Babacan, Sözcü Gazetesi’nin Maslak’taki merkezine yaptığı ziyarette sorulara cevap verdi:
“Mart 2023’te baskın seçim ihtimali var”
Ali Babacan, 2023’te yapılacak Cumhurbaşkanlığı ve milletvekilliği seçimleri tarihi konusunda çarpıcı bir ifade kullanarak “Mart 2023’te bir baskın seçim olma ihtimali var. Teşkilatlarımız buna şimdiden hazır” dedi. Babacan, “Sayın Erdoğan’ın ‘Zamanı geldiğinde ben de bırakacağım’ sözlerini içtenlikle söylediğine inandınız mı? Önümüzdeki seçimde sandıkta yenilse bile bırakmayacağına ilişkin endişeler var. Kenara çekilmemek için akla gelmeyecek yöntemler deneyebilir mi?” sorumuza şu yanıtı verdi: “AKP’de ‘3 dönem’ kuralının işlediği sırada belki bir süre bunu samimi olarak düşünmüş olabilir. Fakat 2014 yılında Cumhurbaşkanlığına seçildi ama partinin genel başkanlığını bırakmadı. ‘3 dönem’ kuralı tamamen yerle bir edildi.”
“Sandıkları patlatalım”
Babacan, Erdoğan’ın bırakıp bırakmayacağı konusunda da “Şöyle sandıkları hep beraber bir patlatalım… Açık ara seçimi alalım, ondan sonra hiç kimsenin ne söyleyeceği laf ne de yapabileceği bir iş kalır” diye konuştu.
“Merkezçek kuvveti var”
Altılı Masa’nın yeniden tek adam rejimi olmasın diye uğraştığının altını çizen DEVA lideri, “Bizim adayımız çıkacak, siyasi taahhütte bulunacak. Genel başkanlardan birisi aday olursa kendi partisinde çoğunluğu olmayacağı için herkes bir arada durmaya mecbur. O yüzden ben bu masanın ‘merkezçek kuvveti’ var diyorum. Şu anda Erdoğan niye Devlet Bahçeli’nin yükünü çekiyor ki? Parlamentoda AKP’nin çoğunluğu olmadığı için… Geçiş sürecini çok önemsiyoruz. (Meclis çoğunluğunu elde edemezsek) 6 ay, 1 yıl, 2 yıl diye düşündüğümüz süreç belki de 5 yıl devam etmek zorunda. Onun için dürüst, sözünde duran bir aday lazım” dedi.

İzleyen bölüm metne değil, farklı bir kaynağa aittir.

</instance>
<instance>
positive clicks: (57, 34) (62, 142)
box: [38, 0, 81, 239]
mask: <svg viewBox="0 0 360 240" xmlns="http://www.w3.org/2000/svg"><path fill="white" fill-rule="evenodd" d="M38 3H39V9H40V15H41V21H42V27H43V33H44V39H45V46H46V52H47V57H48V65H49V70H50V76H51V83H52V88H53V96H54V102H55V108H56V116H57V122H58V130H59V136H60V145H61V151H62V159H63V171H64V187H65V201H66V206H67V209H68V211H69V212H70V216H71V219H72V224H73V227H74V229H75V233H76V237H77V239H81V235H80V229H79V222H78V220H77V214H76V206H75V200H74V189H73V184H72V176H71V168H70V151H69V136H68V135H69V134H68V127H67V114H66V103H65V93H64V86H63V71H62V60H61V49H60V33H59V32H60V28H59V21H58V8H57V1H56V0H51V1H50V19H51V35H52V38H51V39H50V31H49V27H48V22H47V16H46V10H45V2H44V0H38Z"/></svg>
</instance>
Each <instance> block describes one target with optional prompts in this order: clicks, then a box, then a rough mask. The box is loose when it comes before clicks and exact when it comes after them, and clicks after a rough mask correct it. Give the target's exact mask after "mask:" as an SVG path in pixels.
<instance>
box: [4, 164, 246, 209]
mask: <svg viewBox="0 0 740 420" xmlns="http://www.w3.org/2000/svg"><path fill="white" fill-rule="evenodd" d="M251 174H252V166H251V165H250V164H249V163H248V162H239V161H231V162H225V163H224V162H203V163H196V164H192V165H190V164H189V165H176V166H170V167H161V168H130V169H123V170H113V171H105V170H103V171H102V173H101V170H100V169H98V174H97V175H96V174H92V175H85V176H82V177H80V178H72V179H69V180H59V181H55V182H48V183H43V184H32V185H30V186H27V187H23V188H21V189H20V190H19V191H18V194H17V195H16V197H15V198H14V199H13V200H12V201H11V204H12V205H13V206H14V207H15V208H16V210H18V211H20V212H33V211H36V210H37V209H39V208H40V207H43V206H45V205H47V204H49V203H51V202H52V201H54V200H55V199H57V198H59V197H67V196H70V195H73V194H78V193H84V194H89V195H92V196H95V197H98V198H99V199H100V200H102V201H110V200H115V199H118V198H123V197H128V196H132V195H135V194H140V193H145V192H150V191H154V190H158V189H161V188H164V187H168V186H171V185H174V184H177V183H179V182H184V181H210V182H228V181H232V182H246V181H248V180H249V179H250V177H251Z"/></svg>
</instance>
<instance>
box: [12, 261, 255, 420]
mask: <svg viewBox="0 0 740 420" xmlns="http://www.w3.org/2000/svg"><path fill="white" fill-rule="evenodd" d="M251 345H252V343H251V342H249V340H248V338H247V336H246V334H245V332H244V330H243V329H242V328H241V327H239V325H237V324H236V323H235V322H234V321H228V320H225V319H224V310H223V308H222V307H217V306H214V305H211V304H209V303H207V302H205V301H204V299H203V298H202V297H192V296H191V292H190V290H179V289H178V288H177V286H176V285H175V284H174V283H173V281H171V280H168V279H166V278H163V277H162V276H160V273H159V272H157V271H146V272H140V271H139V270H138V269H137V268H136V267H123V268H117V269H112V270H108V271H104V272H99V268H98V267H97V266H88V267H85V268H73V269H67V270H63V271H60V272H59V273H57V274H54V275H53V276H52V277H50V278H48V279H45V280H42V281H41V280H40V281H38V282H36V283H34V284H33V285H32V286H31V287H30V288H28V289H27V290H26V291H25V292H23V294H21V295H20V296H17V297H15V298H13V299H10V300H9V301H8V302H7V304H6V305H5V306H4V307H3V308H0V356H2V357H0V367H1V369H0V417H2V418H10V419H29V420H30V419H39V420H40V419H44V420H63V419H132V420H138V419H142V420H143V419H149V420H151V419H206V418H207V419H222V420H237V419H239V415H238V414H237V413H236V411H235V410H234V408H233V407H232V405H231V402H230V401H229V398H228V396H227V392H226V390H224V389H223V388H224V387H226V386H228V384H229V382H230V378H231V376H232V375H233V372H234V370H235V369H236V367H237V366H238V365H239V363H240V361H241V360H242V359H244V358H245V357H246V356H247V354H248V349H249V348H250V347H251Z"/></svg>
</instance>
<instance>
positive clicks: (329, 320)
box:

“2017’de keşke konuşsaydım”
CHP Genel Başkanı Kemal Kılıçdaroğlu’nun gündeme getirdiği ‘Helalleşme’ konusunda Ali Babacan, zihnine takılı kalan konunun 2017 referandumu olduğunu belirtti ve “O referanduma giderken, 2015’te ‘Ben artık konuşmayacağım çünkü siyaseti bırakıyorum’ diye karar almıştım. Referandumu soranlara bunun yanlış olduğunu söyledim. Fakat kamuoyunun önüne çıkıp açıklama yapmadım. ‘Bu iş yanlış. Başkanlık Sistemi dedikleri bu ucube sistem yanlış’ demedim. Çıkıp konuşsam iyi olurmuş” dedi.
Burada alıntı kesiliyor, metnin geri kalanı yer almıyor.